Apart from unlisted debt instruments, FPI investments in SDIs has also gained a lot of popularity. SDI has been defined under SEBI (Public Offer and Listing of Securitised Debt Instruments) Regulations, 2008 as –
“securitised debt instrument” means any certificate or instrument, by whatever name called, of the nature referred to in sub-clause (ie) of clause (h) of section 2 of the Act issued by a special purpose distinct entity
Further, section 2(h) (ie) of the Securities Contracts (Regulation) Act, 1956 defines the term ‘securities’ to include-
(ie) any certificate or instrument (by whatever name called), issued to an investor by any issuer being a special purpose distinct entity which possesses any debt or receivable, including mortgage debt, assigned to such entity, and acknowledging beneficial interest of such investor in such debt or receivable, including mortgage debt, as the case may be;
However, SDIs which are eligible for FPI investments have to be –
- any certificate or instrument issued by a special purpose vehicle (SPV) set up for securitisation of asset/s where banks, FIs or NBFCs are originators; and/or
- any certificate or instrument issued and listed in terms of the SEBI Regulations on Public Offer and Listing of Securitised Debt Instruments, 2008.
Accordingly, instruments issued by other than the ones listed above will neither be regulated by the central bank of the country nor the securities market regulator.
Recently, RBI has further relaxed the regulations for investments by FPI, which has been welcomed by the industry at large.
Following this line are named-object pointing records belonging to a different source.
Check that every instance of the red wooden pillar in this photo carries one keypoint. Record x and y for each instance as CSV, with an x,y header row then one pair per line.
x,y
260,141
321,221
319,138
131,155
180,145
At the same time it has also tighten investor-wise exposure limits.
|The major changes proposed by RBI’s circular dated 27th April, 2018 are specified herein below:
Ø Investment by any FPI, including investments by related FPIs, shall not exceed 50% of any issue of a corporate bond.
Ø In case an FPI, including related FPIs, has invested in more than 50% of any single issue, it shall not make further investments in that issue until this stipulation is met.
Ø As per A.P. (DIR Series) Circular No. 26 dated May 1, 2018 the term “related FPIs” refers to all FPIs registered by a non-resident entity.
Ø No FPI shall have an exposure of more than 20% of its corporate bond portfolio on a single corporate.
The RBI vide its notification dated 27th April, 2018, amended on 1st May, 2018 has relaxed their terms of investments in corporate bonds by FPIs. The intent behind these changes are to accelerate the demand for shorter maturity papers that matures within the span of twelve months. Treasury bills, commercial papers and certificate of deposits are few ubiquitous short-term maturity instruments.
Further, exposure limits on FPI investment in corporate bonds have also been introduced. The relevant extract of the circular is reproduced herein below:
“(e) Single/Group investor-wise limit in corporate bonds
FPI investment in corporate bonds shall be subject to the following requirements:
(i) Investment by any FPI, including investments by related FPIs, shall not exceed 50% of any issue of a corporate bond. In case an FPI, including related FPIs, has invested in more than 50% of any single issue, it shall not make further investments in that issue until this stipulation is met.
(ii) No FPI shall have an exposure of more than 20% of its corporate bond portfolio to a single corporate (including exposure to entities related to the corporate). In case an FPI has exposure in excess of 20% to any corporate (including exposure to entities related to the corporate), it shall not make further investments in that corporate until this stipulation is met. A newly registered FPI shall be required to adhere to this stipulation starting no later than 6 months from the commencement of its investments.”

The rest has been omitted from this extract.